Cette spécialiste regrette surtout le manque de moyens pour les soins palliatifs, alors que le gouvernement promet de les développer. "Il y a tous les jours 500 Français qui n’ont pas accès aux soins palliatifs dont ils auraient besoin. Pendant qu’on se parle, il y a trois patients qui meurent en France sans avoir eu accès aux soins palliatifs. Elle est là la vraie inégalité. Il est là l’abandon et le scandale. (…) C’est plus la peur de souffrir, que la souffrance, qui fait demander la mort. Quand on dit à ces patients qu’on sera là quoi qu’il arrive et qu’on les soulagera même si ça doit raccourcir la vie, c’est ce que la loi nous dit. Soulager quoi qu’il en coûte, même si ça doit raccourcir la vie. C’est le quoi qu’il en coûte qu’on n’a pas bien réussi à mettre en place."

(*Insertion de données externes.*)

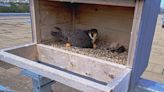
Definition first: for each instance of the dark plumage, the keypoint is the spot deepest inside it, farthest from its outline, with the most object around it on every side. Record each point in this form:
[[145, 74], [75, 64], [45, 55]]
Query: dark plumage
[[80, 38]]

"On n’a eu aucun contact avec le gouvernement depuis le 6 septembre dernier, donc ça fait six mois, déplore également Claire Fourcade. A aucun moment, on n’a eu un projet de loi sur la table pour savoir ce qui était envisagé. Hier soir, on attendait de savoir ce qui allait nous arriver avec une grande inquiétude et beaucoup d’impatience. On a l’impression d’avoir été complètement laissés de côté. Si on prend la parole, ce n’est pas parce qu’on a des opinions ou des convictions, mais une expérience et des compétences. Et il nous semble utile dans le débat de pouvoir partager ces compétences."